世界経済フォーラムが読み解く、2030年の労働市場とは

World Economic Forum(WEF)

2026年06月03日

プロフィール

ティル・レオポルド(Till Leopold)氏
WEFの「労働・賃金・雇用創出」部門責任者。AIや自動化がグローバルな雇用構造に与える影響を分析する第一人者である。『The Future of Jobs Report』制作を主導し、技術革新と地政学的変動が労働市場にもたらす課題への提言を続けている。

ニール・アリソン(Neil Allison)氏
WEFの「教育・スキル・⼈材育成」部⾨を統括。官⺠連携による「Reskilling Revolution」や、世界共通のスキル標準「Global Skills Taxonomy」の構築を主導する。変化する労働需要に対応した次世代の⼈材育成戦略を推進している。
テクノロジー、地政学、⼈⼝動態など、複層的な要因が絡み合う2030年の労働市場を、WEFの専門家はどう読み解くのか。

WEFが描くFuture of Work

  • 技術と地政学の統合
    AI進化に加え、サプライチェーンや貿易摩擦等の地政学的要因が労働市場の最⼤変数となる。
  • コパイロット型シナリオ
    AIは⼈間の代替ではなく、判断を補完する「コパイロット(副操縦⼠)」として浸透する。
  • 若年層の雇⽤ギャップ
    発展途上国における8億⼈分の雇⽤不⾜と、先進国でのエントリーレベル職種の消失への懸念。
  • スキルの短命化
    2030年までに労働者のスキル構成は39%変化し、従来の教育モデルは限界を迎える。
  • グリーン移⾏とエネルギー安全保障
    脱炭素は政治⽬標から、雇⽤成⻑を左右する経済的⽣存戦略へと変容する。

AIが揺さぶる「仕事の未来」

WEFが「テクノロジーと仕事の未来」というテーマを掲げたのは2016年のことである。

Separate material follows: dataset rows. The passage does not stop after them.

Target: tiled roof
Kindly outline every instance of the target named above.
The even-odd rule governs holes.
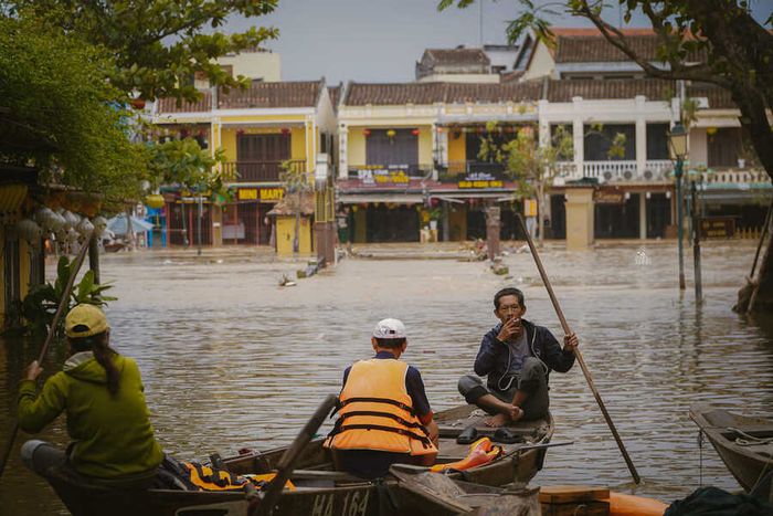
[[[330,95],[330,104],[333,108],[338,107],[338,101],[341,97],[341,86],[328,86],[328,94]]]
[[[658,78],[612,78],[605,81],[550,81],[548,101],[572,102],[572,97],[584,99],[634,98],[644,95],[648,101],[665,101],[674,96],[674,81]]]
[[[253,82],[247,89],[222,91],[218,95],[220,109],[261,107],[315,107],[322,81],[265,83]]]
[[[488,55],[481,49],[427,49],[422,61],[425,57],[435,65],[490,64]]]
[[[343,98],[346,106],[393,106],[402,104],[537,101],[537,83],[351,83]]]
[[[732,95],[724,88],[710,84],[693,84],[687,86],[688,97],[706,97],[709,99],[709,109],[737,109]]]
[[[202,96],[197,102],[182,102],[177,105],[174,98],[159,98],[158,113],[207,113],[212,108],[212,94],[209,89],[201,92]]]
[[[597,63],[632,61],[621,50],[601,35],[599,31],[586,34],[566,31],[555,33],[555,63]],[[625,35],[628,46],[647,61],[659,61],[657,55],[658,36],[652,31],[632,32]],[[689,62],[705,61],[705,52],[689,55]]]

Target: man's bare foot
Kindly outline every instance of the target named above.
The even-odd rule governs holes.
[[[510,421],[510,417],[507,414],[496,414],[488,418],[485,422],[486,427],[491,427],[498,429],[499,427],[506,425]]]
[[[523,417],[523,410],[518,406],[511,406],[506,414],[496,414],[486,420],[484,424],[498,429],[507,423],[518,421]]]

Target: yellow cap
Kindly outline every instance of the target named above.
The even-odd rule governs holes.
[[[71,338],[84,338],[110,329],[105,313],[98,306],[81,304],[64,318],[64,333]]]

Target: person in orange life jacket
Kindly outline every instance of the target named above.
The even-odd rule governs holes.
[[[548,328],[523,319],[526,303],[518,288],[495,294],[494,314],[500,323],[480,343],[474,367],[478,376],[462,377],[459,392],[468,403],[494,414],[486,422],[489,427],[542,418],[550,406],[548,375],[551,369],[572,368],[578,337],[566,335],[562,349]],[[486,386],[478,378],[483,376]]]
[[[155,482],[163,452],[153,436],[137,364],[109,346],[110,326],[98,307],[75,306],[64,320],[70,357],[36,394],[38,361],[19,385],[20,428],[41,431],[63,411],[76,472],[116,487]]]
[[[419,369],[399,360],[405,326],[379,322],[371,344],[375,356],[343,372],[339,418],[324,445],[339,470],[363,478],[384,476],[394,463],[432,465],[438,429]]]

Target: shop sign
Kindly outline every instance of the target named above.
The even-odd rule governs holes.
[[[236,198],[240,201],[256,201],[257,188],[240,188]]]
[[[264,202],[278,202],[284,197],[284,188],[261,188],[261,200]]]
[[[616,188],[599,188],[593,192],[596,204],[624,204],[625,192]]]
[[[362,185],[407,185],[407,165],[364,167],[357,170]]]
[[[459,188],[502,188],[505,182],[489,172],[469,172],[457,182]]]
[[[701,239],[731,239],[735,235],[735,219],[711,217],[700,220]]]
[[[240,201],[278,202],[285,197],[284,188],[240,188],[236,199]]]

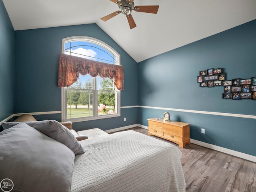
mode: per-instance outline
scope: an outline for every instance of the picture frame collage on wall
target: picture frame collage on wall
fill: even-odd
[[[201,87],[221,86],[222,81],[226,80],[226,75],[222,68],[208,69],[199,72],[197,82]]]
[[[256,100],[256,77],[223,81],[223,99],[251,99]]]
[[[199,72],[197,82],[200,87],[223,86],[222,99],[251,99],[256,100],[256,77],[226,80],[222,68],[211,68]]]

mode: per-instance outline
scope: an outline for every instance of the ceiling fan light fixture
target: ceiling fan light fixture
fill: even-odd
[[[124,6],[121,8],[121,11],[125,15],[129,15],[132,12],[132,9],[128,6]]]

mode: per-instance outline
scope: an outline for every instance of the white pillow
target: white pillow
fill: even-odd
[[[20,123],[0,132],[0,178],[14,191],[70,192],[75,155],[63,144]]]
[[[52,139],[64,144],[76,155],[84,153],[81,144],[69,130],[55,120],[27,122],[3,122],[4,129],[8,129],[20,123],[26,123]]]

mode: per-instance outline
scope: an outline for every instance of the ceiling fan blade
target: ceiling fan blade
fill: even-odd
[[[136,24],[135,24],[135,22],[132,18],[132,14],[130,14],[130,15],[127,16],[126,17],[127,18],[127,20],[128,20],[128,22],[129,23],[129,25],[130,25],[130,29],[132,29],[136,27]]]
[[[110,0],[112,2],[113,2],[113,3],[116,3],[116,4],[118,4],[118,3],[120,3],[120,2],[118,0]]]
[[[101,19],[102,21],[107,21],[109,19],[110,19],[111,18],[113,18],[115,16],[116,16],[118,14],[119,14],[120,13],[121,13],[121,12],[120,11],[117,11],[114,12],[114,13],[112,13],[110,14],[109,15],[108,15],[106,16],[102,17],[102,18],[100,18],[100,19]]]
[[[135,6],[133,10],[138,12],[156,14],[159,7],[159,5]]]

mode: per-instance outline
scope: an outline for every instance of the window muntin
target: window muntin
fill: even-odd
[[[120,56],[111,47],[88,37],[62,40],[62,53],[113,64]],[[120,116],[120,91],[112,80],[79,74],[78,80],[62,88],[62,120],[73,122]]]

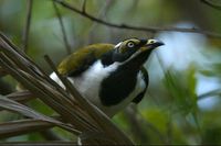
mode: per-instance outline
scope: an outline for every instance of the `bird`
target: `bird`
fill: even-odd
[[[136,37],[116,45],[92,44],[65,57],[57,71],[84,98],[113,117],[129,103],[138,104],[143,100],[149,82],[144,64],[161,45],[159,40]],[[50,77],[65,88],[55,72]]]

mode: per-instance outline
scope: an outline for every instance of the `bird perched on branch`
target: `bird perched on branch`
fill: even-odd
[[[57,67],[74,87],[108,116],[130,102],[139,103],[147,90],[145,61],[154,48],[164,45],[157,40],[125,40],[117,45],[93,44],[66,57]],[[55,72],[51,75],[63,86]]]

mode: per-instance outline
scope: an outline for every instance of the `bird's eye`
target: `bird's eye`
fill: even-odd
[[[134,46],[135,46],[135,43],[133,43],[133,42],[128,42],[128,43],[127,43],[127,47],[131,48],[131,47],[134,47]]]

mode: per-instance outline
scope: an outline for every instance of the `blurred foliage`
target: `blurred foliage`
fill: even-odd
[[[83,0],[66,1],[78,9],[83,4]],[[62,7],[59,7],[59,10],[72,52],[92,43],[117,43],[127,37],[152,37],[160,34],[160,32],[152,34],[114,29],[97,24]],[[18,46],[22,46],[25,12],[27,0],[0,0],[0,31]],[[87,0],[86,12],[116,24],[164,27],[188,22],[202,30],[221,34],[221,11],[203,4],[200,0]],[[202,93],[221,90],[221,38],[206,37],[206,42],[200,53],[206,56],[203,59],[203,59],[199,59],[198,61],[202,65],[188,63],[188,68],[178,70],[172,66],[167,68],[160,58],[156,63],[152,59],[148,61],[150,85],[146,98],[138,109],[129,106],[126,112],[113,119],[136,144],[221,145],[221,93],[210,94],[203,99],[198,98]],[[182,40],[179,43],[186,45],[182,44]],[[194,49],[198,52],[200,48]],[[51,70],[43,55],[50,55],[56,64],[66,56],[61,26],[51,0],[33,0],[28,54],[49,74]],[[173,64],[176,64],[176,60],[181,60],[182,55],[186,54],[179,57],[173,55]],[[154,66],[154,69],[149,65]],[[159,69],[156,69],[157,67]],[[162,74],[159,76],[159,72]],[[204,82],[199,86],[201,81],[199,76],[213,79],[217,86],[199,92],[199,87],[206,89],[210,85],[210,82]],[[15,90],[17,82],[9,76],[2,77],[0,83],[0,87],[10,86],[10,91]],[[0,89],[1,94],[9,93],[4,90]],[[207,101],[204,103],[206,99],[215,99],[215,103],[211,104]],[[41,101],[31,101],[28,104],[44,114],[54,114]],[[208,104],[209,108],[204,108]],[[0,112],[0,122],[20,119],[18,114]],[[75,139],[73,135],[60,128],[52,131],[65,137],[66,141]],[[1,141],[45,141],[45,138],[41,133],[31,133]]]

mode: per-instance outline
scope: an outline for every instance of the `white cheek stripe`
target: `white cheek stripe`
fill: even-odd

以来約10年、議論はロボティクスやブロックチェーンに移り変わり、現在は⽣成AIがその中⼼となっている。アリソン⽒は、この議論はこれまでになく「精緻化」していると指摘する。

かつて技術的失業の懸念は主に現場職(ブルーカラー)に向けられていた。しかし現在、AIの影響を受けているのはホワイトカラーや研究職といった知識労働の領域である。

同⽒は、現在の議論が知識労働に偏重している可能性を認めつつも、テクノロジー、地政学、⼈⼝動態が複雑に絡み合う『The Future of Jobs Report 2025(※1)』の視点こそが、現代の労働市場を理解するうえで不可⽋であると説く。

新たな変数「地政学」とグリーン移⾏の正体

労働市場に決定的な影響を与える新たな要素として浮上したのが「地政学(※2)」である。ウクライナ情勢や、サプライチェーンの分断、貿易摩擦はもはや政治の域を超え、雇⽤の現場を直接揺さぶっている。2020年版までのレポートでは企業の関⼼は低かったが、2025年版では技術⾰新と並ぶ最重要テーマへと躍進した。AIの開発拠点をめぐる国家間競争は、労働者の移動やスキルの需要を規定する新たな境界線となっている。

同時にグリーン移⾏の性質も変容した。かつての「脱炭素」という理想像は、今や「エネルギー安全保障」という現実的な経済戦略へと姿を変えている。AIの急速な普及に伴う膨⼤な電⼒需要を背景に、再⽣可能エネルギーへの移⾏に成功した国とそうでない国との間で、雇⽤成⻑の明暗が分かれるというレオポルド⽒の予測は極めて⽰唆に富む。

「AIに仕事を奪われる」は、本当なのか?

ティル・レオポルド氏 とニール・アリソン氏 ティル・レオポルド氏(左)とニール・アリソン氏(右)

欧州諸国では2070年までに労働力が約20%縮小するという予測がある(※3)。そのなかで、問うべきは「AIに仕事を奪われるか」ではなく、「退職者を補うスピードで自動化を進められるか」であるとレオポルド氏は語る。

アリソン氏は、⽇本のように⼈⼝減少に先⾏して向き合ってきた国の経験は、⾃動化がいかに労働⼒不⾜を補完し得るかを⽰す重要な先例になると語る。労働⼒の国際的移動が政治的に困難な状況下では、AIを「コパイロット(副操縦士)」として位置づけるシナリオが最も現実的である。AIが⼈間の判断を補完し、⽣産性を底上げする。この「共同作業」の成否が、マクロ経済の維持を左右することになるという。

崩れゆくキャリアの起点、若者雇用の深刻な需給ギャップ

深刻な課題は、労働市場の両端に現れている。世界銀行の試算(※4)によれば、発展途上国では今後10〜15年の間に12億人の若者が労働市場に参入するが、創出される雇用は約4億人分にとどまる。この「8億人のギャップ」は技術だけでは解決できない構造的な問題であり、雇用創出のペースはまだ不十分だとレオポルド氏は指摘する。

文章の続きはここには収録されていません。